So under the Individuals with Disabilities Education Act, Jacob's parents sought legal relief to get Jacob the educational supports he need. The wrinkle here is that when they ran out of money for lawyers, Sandee and Jeff Winkelman represented their son themselves -- even though they are not lawyers.
The question before the Supreme Court on February 27 is whether, and under what circumstances, non-lawyer parents of children with disabilities can represent their child in court. (See the Supreme Court website page for the case here. Links to the briefs filed by the Winkelmans and the Parma, Ohio School District are available here, via the American Bar Association website.)

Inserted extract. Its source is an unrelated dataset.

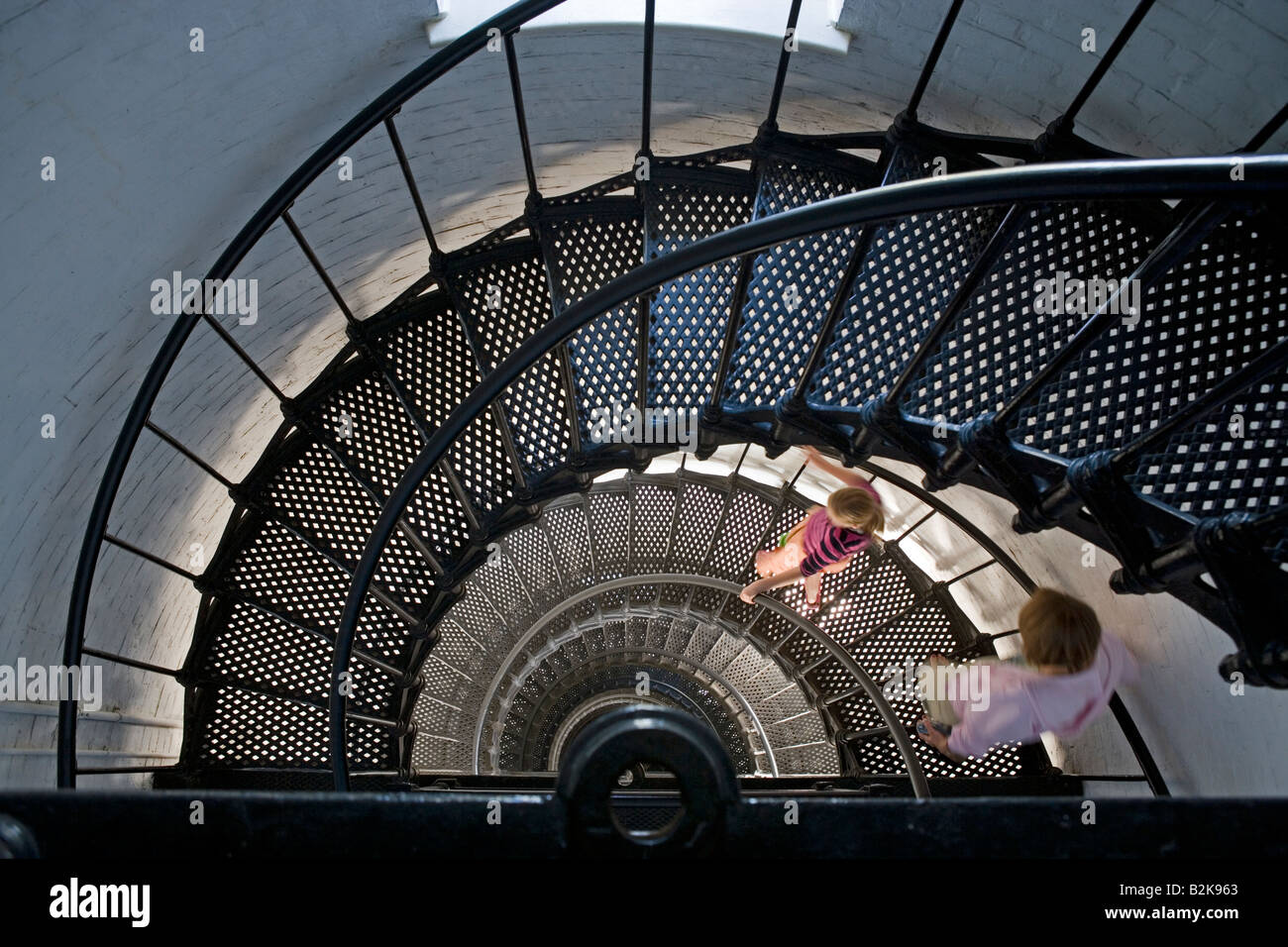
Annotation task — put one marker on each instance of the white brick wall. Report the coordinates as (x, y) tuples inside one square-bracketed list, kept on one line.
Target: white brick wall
[(163, 154)]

Among those filing briefs siding with the Winkelmans is the Bush administration, which argues that Congress intended to give parents the right to represent their child in federal court if needed, according to The Cleveland Plain Dealer. The newspaper's website has a good writeup of the case which you can see here.
The school district argues that it's expensive for cash-strapped school districts to have to defend lawsuits against amateur litigators. It's also possible for amateur litigators to cause harm to their child's legal rights, the district says.
Of course it's also expensive to hire a lawyer, or pay for the Monarch School's $60,000 tuition bill, as the Winkelmans argue. This passage from a good article about the case on Law.com gives good context for watching the case:
The issue of nonlawyer representation has been hard-fought around the country by desperate parents who say there are not enough lawyers able or willing to take on their costly and complex disputes with local school districts. Circuit courts have split over the issue, setting the stage for high court review.
Meanwhile, a skilled corps of parent-advocates has sprung up to fill the void left by lawyers. As a reward for the parents' zeal, however, some local bar associations have gone after them, claiming they are engaging in the unauthorized practice of law. After negative publicity last year, the Cleveland Bar Association withdrew a complaint against a parent who aided the Winkelmans -- at least until the Supreme Court rules in their case.
Substantively, Parma and other public school organizations are telling the Court that under common law and the IDEA, nonlawyers simply may not represent others in court. Parents untrained in the law, they say, can sometimes harm their children's cases by faulty advocacy. It costs more money to defend against nonlawyer litigators, they add, which stretches the resources of money-starved school districts. "The states never signed up for such a bargain," says Parma's lawyer, Christina Peer of Squire, Sanders & Dempsey, in a brief to the Court. She adds, "Attorneys inject a measure of objectivity often lacking in an area punctuated by emotion."